Trump's a more firmly part of the exploitative elitist class than even Clinton. And he's not their only non-Clinton option. Libertarian Gary Johnson and Green Dr. Jill Stein are both far better choices than Trump and Clinton and offer positive, affirmative agendas. 

Spending decades trivializing the concerns of people who work for a living - and claiming they are just racists - is what's caused the huge backlash against the Democratic and Republican elites. 

Establishment fearmongering didn't prevent the Brexit and it will not be enough by itself to prevent a Trump presidency. When you don't give people an affirmative option to say yes to, the vacuum will usually be filled with something more nefarious.


Thursday, May 12, 2016

Trump, not Sanders, is the candidate for the entitled generation

Sen. Bernie Sanders promotes taxpayer-funded college so that students can earn a degree, EARN a living, pay taxes and contribute to the system, rather than live off social programs. And he's the candidate of the entitled?

Sorry, but Donald Trump is the spoiled brat. Don't get what you want? Don't like the well-established rules?
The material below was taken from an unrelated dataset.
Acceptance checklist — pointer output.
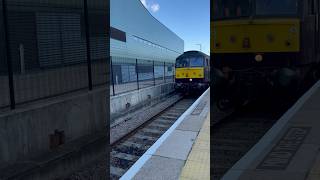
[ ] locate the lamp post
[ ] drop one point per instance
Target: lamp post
(200, 46)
Just throw a temper tantrum and bait your supporters into doing the same. Try to intimidate the judges. Compare your critics to ISIS (but then claim you don't want them hurt). And enable this entitlement by paying the legal bills of thugs who break the law as long as they support your candidate. Trump is an entitled brat for the entitled brat demographic.

Oh and if building a wall and expecting someone else to pay for isn't 'socialism,' then I don't know what is.